I haven't seen any new photos of your boat, please post some. Always thought it was very cool that you were able to add sponsons!


----------



## Smackdaddy53 (Dec 31, 2012)

It all depends on the boat and motor plus other factors. There is a balance you need to meet to make the combination function at maximum efficiency. Too far back (more setback) and you create a lever effect and the stern squats more at rest BUT you get the prop where the water column rises off the hull at a higher point depending on weight distribution. Closer to the transom (less setback) keeps more weight forward and you jump on plane quicker as long as you aren't stern heavy. It has to be balanced and you can't get it right by guessing, only by testing the attitude of your weight distribution which changes your water column which changes where your prop needs to be to pick the water up without cavitating and create propulsion.


----------



## Capnredfish (Feb 1, 2012)

I would go with the 4. It's not a speed boat.
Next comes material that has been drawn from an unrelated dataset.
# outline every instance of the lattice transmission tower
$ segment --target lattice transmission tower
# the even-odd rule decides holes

But being a skiff you want less squat. Bad enough having to add the weight of JP. All this balancing will most likely require adding weight which will hurt speed. Nothing to move on my skiff. Tank is already up front. Maybe you can move things on yours.


----------



## Jared T. (Apr 13, 2014)

The gas tank, ~18 gallons, will be upfront with batteries. Technically the jack plate would 5.5" back. I think I will gain more by the 1.5" than the squat especially since I'm a tiny guy, 165lbs.


----------



## devrep (Feb 22, 2009)

On a skiff that size 4".


----------



## firecat1981 (Nov 27, 2007)

2" isn't going to get you into any significantly cleaner water. For example when Armstrong brackets does it's math they figure on .75" of water rise per 1ft of set back. So you would only get maybe another 1/8" to run the motor higher, but moving the heaviest static piece of equipment back a few inches will effect balance and draft.


----------



## No Bait / Lures Only (Apr 10, 2011)

I went with a Vance 4" on my Spear Glade X, did not get enough height an then added a 1/2" aluminum plate riser n 5/4" teak spacer. Then gained enough height to run my motor at peak rpm's.


----------